Шагая вслед за деловой Маринкой, по команде останавливаясь и поворачиваясь, Вера пыталась и не могла придумать, кто же это может быть? Неужели двоюродный племянник? Только жил он на другом конце страны, видел тётку последний раз лет пятнадцать назад и, наверное, даже не помнил её. Кто?
– Четыре часа, – сказала Маринка. – Часы-то есть? Ладно, шучу.
И сама распахнула перед Колтуковой дверь комнаты для свиданий.
Вера Ивановна шагнула и обомлела! С дивана ей навстречу поднималась сама Лиза!
Ноги ослабли. Наверное, Вера тут бы и опозорилась, растянулась на полу, но кто-то крепко обнял её за плечи, подвёл и посадил в кресло рядом с диваном. Вера Ивановна мельком улыбнулась доброхоту, но даже не запомнила его лица. Лиза, к ней пришла сама Святая Лиза!
Вера Ивановна опомнилась, попыталась встать и поклониться, но Лиза положила ей ладонь на плечо и удержала.
– Сиди, сестра, – ласково сказала она. – Ты за меня пострадала, это я тебе должна кланяться.
И, в самом деле, поклонилась. Не в пояс, но с уважением.
– Я не могу… – залепетала, было, Вера Ивановна.
– Прости, сестра, – остановила её Лиза.
– За что же? – удивилась Вера Ивановна.
– За то, что не могу тебя отсюда забрать, – объяснила Лиза. – Вернее, забрать могу, но нам уходить пора, и тебя скоро вернут обратно, да ещё и накажут.

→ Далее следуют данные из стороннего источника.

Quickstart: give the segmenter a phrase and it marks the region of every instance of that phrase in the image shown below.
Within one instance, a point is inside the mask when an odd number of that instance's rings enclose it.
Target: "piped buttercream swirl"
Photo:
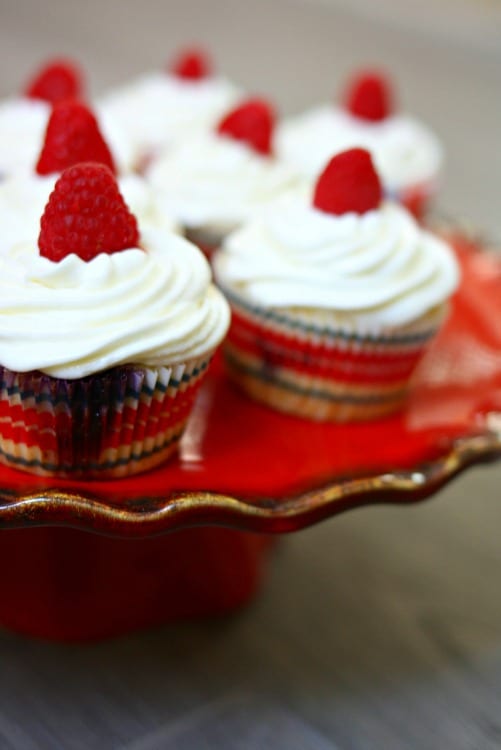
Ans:
[[[110,91],[98,101],[97,110],[104,122],[121,123],[141,160],[212,127],[238,96],[225,78],[187,81],[159,71]]]
[[[230,235],[214,268],[250,304],[325,311],[330,325],[367,334],[418,319],[458,283],[449,247],[393,203],[333,216],[288,200]]]
[[[216,133],[167,151],[147,179],[181,224],[222,232],[250,220],[298,181],[282,162]]]
[[[21,244],[0,258],[0,362],[80,378],[120,364],[170,366],[210,353],[229,310],[200,251],[142,229],[145,249],[54,263]]]
[[[39,99],[0,102],[0,179],[34,169],[49,114],[49,104]]]
[[[0,179],[35,171],[50,113],[50,105],[39,99],[17,97],[0,102]],[[98,121],[118,171],[130,172],[134,154],[125,127],[108,115]]]
[[[324,105],[290,118],[277,133],[279,154],[307,179],[315,179],[334,154],[356,146],[371,152],[390,195],[433,183],[443,162],[436,136],[408,115],[366,122]]]

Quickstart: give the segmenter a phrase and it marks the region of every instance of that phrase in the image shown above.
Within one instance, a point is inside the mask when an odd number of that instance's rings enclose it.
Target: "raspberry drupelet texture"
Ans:
[[[92,162],[66,169],[40,221],[40,255],[60,261],[75,253],[90,261],[100,253],[138,246],[136,218],[110,169]]]
[[[83,80],[82,71],[72,60],[49,60],[31,79],[24,93],[30,99],[43,99],[49,104],[57,104],[64,99],[82,98]]]
[[[223,117],[217,132],[246,143],[258,154],[271,156],[275,119],[275,111],[265,99],[247,99]]]
[[[208,53],[198,47],[182,50],[169,66],[169,72],[189,81],[202,81],[212,75],[212,62]]]
[[[91,110],[74,99],[60,102],[51,112],[36,171],[47,175],[86,161],[105,164],[113,173],[116,171]]]
[[[393,93],[382,73],[363,71],[351,81],[345,95],[346,109],[355,117],[381,122],[393,113]]]
[[[364,214],[381,203],[381,181],[371,155],[352,148],[334,156],[317,180],[313,205],[328,214]]]

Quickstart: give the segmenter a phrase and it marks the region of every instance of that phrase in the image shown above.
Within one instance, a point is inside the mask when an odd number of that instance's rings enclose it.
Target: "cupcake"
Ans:
[[[155,192],[206,254],[297,183],[275,158],[274,126],[273,107],[247,99],[212,131],[168,150],[147,170]]]
[[[458,283],[449,247],[383,199],[364,149],[329,162],[312,202],[290,197],[230,235],[214,269],[231,377],[276,409],[339,422],[402,407]]]
[[[141,171],[161,149],[211,128],[237,96],[236,87],[214,73],[203,50],[187,49],[167,70],[147,73],[102,97],[97,111],[103,122],[127,129]]]
[[[340,106],[326,104],[286,121],[277,147],[311,183],[333,154],[367,149],[386,197],[403,203],[418,218],[436,192],[443,162],[436,136],[396,111],[390,82],[373,72],[353,78]]]
[[[67,99],[52,109],[32,172],[0,183],[0,215],[3,217],[0,254],[21,242],[36,244],[40,216],[57,178],[64,169],[85,161],[105,164],[116,173],[113,156],[93,113],[85,104]],[[119,187],[141,225],[177,230],[164,206],[138,175],[119,178]]]
[[[81,97],[83,91],[78,66],[55,59],[40,68],[20,96],[0,101],[0,179],[32,168],[52,105]]]
[[[71,60],[48,61],[26,85],[21,96],[0,102],[0,180],[30,174],[44,141],[52,107],[67,99],[83,99],[84,76]],[[120,172],[131,170],[131,147],[111,119],[113,159]]]
[[[63,172],[0,257],[0,460],[113,478],[176,450],[229,310],[200,251],[138,227],[111,171]]]

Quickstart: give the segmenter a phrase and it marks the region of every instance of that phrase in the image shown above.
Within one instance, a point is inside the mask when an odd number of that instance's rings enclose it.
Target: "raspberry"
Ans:
[[[182,50],[170,65],[170,72],[178,78],[201,81],[212,75],[212,62],[203,49]]]
[[[136,218],[108,167],[87,162],[66,169],[40,220],[40,255],[59,261],[75,253],[89,261],[138,244]]]
[[[334,156],[315,186],[313,205],[328,214],[365,214],[381,203],[382,189],[371,155],[351,148]]]
[[[49,60],[28,83],[24,91],[30,99],[57,104],[64,99],[82,98],[83,74],[71,60]]]
[[[388,79],[376,72],[359,73],[348,87],[345,106],[362,120],[385,120],[393,112],[393,93]]]
[[[82,161],[106,164],[116,172],[96,118],[85,104],[70,99],[56,104],[52,110],[36,171],[62,172]]]
[[[274,127],[273,107],[264,99],[247,99],[223,117],[217,132],[243,141],[258,154],[270,156]]]

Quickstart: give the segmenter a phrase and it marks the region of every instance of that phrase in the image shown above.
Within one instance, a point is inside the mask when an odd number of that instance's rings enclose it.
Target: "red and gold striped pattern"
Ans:
[[[209,361],[74,381],[0,368],[0,461],[86,478],[150,469],[176,450]]]
[[[443,317],[439,309],[399,332],[362,337],[228,296],[231,377],[258,401],[325,421],[374,419],[400,408]]]

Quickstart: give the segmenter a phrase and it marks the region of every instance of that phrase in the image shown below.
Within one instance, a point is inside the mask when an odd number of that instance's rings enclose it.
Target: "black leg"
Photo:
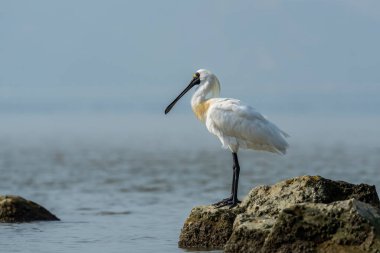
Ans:
[[[234,160],[234,183],[233,183],[233,193],[232,193],[232,207],[236,206],[240,201],[238,200],[237,193],[239,187],[239,174],[240,174],[240,165],[237,157],[237,153],[232,153]]]
[[[239,161],[236,153],[232,153],[232,159],[233,159],[233,176],[232,176],[232,186],[231,186],[231,196],[229,198],[225,198],[219,202],[214,203],[213,205],[216,207],[223,207],[223,206],[230,206],[230,208],[236,206],[240,201],[237,198],[237,192],[238,192],[238,184],[239,184],[239,173],[240,173],[240,166]]]
[[[232,199],[232,197],[234,196],[234,189],[235,189],[235,181],[236,181],[236,170],[235,170],[235,164],[232,165],[232,184],[231,184],[231,196],[230,198]]]

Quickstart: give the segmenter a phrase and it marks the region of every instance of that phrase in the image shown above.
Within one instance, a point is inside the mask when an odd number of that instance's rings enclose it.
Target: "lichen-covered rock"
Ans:
[[[249,223],[237,225],[225,251],[333,253],[380,250],[380,210],[355,199],[330,204],[295,204],[283,209],[270,226],[255,227],[259,222],[260,219],[253,218]]]
[[[256,187],[233,209],[194,208],[179,246],[221,249],[224,243],[231,253],[380,253],[379,207],[374,186],[302,176]]]
[[[0,222],[59,220],[44,207],[19,196],[0,195]]]
[[[357,199],[380,208],[375,186],[333,181],[320,176],[301,176],[281,181],[272,186],[258,186],[244,199],[242,207],[256,216],[278,213],[293,204],[331,203]]]

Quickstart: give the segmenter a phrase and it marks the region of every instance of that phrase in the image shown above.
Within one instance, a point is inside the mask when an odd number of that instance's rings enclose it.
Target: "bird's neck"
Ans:
[[[209,81],[206,81],[209,82]],[[207,111],[210,107],[210,99],[219,96],[218,83],[201,84],[191,98],[191,108],[195,116],[202,122],[205,122]]]
[[[191,97],[191,106],[196,106],[198,104],[201,104],[205,102],[207,98],[207,92],[206,86],[199,86],[195,92],[194,95]]]

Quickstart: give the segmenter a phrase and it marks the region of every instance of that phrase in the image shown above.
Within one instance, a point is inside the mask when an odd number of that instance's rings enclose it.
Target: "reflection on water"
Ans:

Накажут? Какая мелочь! Что это наказание рядом со счастьем быть рядом с Лизой, прикасаться к Лизе, слушать её. Но почему уходить? Зачем?! Не её это дело, требовать у Лизы отчёта, но как же так?
– Ты нас покидаешь? – не выдержала Вера Ивановна. – Навсегда?
– Не знаю, – святая совсем по-человечески пожала плечами.
– Как же мы без тебя?..
– А раньше вы без меня как? – притворилась строгой Лиза. – Ладно. Это, сестра, тебе. На память. Носи и не снимай.
В руках святой появился кулон: кусочек яшмы на простом шнурке. Ни золота, ни серебра, но у Веры Ивановны стало горячо под сердцем.
– Не бойся, – предупредила Лиза её вопрос. – Его никто не увидит кроме тебя. Только сама не потеряй.
– Никогда! – Вера Ивановна приняла кулон и поцеловала его. – Я не потеряю его никогда!
– Будь счастлива, – сказала Лиза.
Она прощалась! Вера Ивановна хотела сказать что-то, приличное случаю, но не нашла слов. Слова – все! – рядом с Лизой, рядом с тем, чем стала она для Веры Ивановны, выглядели трескучими и мелкими.
– Я люблю тебя… – догадалась, в конце концов, Вера Ивановна, но комната была пуста. Ни Лизы, ни её предупредительного спутника, ни… Кулон, где кулон? Камень словно услышал и шевельнулся у неё на груди. Значит, это было, значит, ей ничего не привиделось!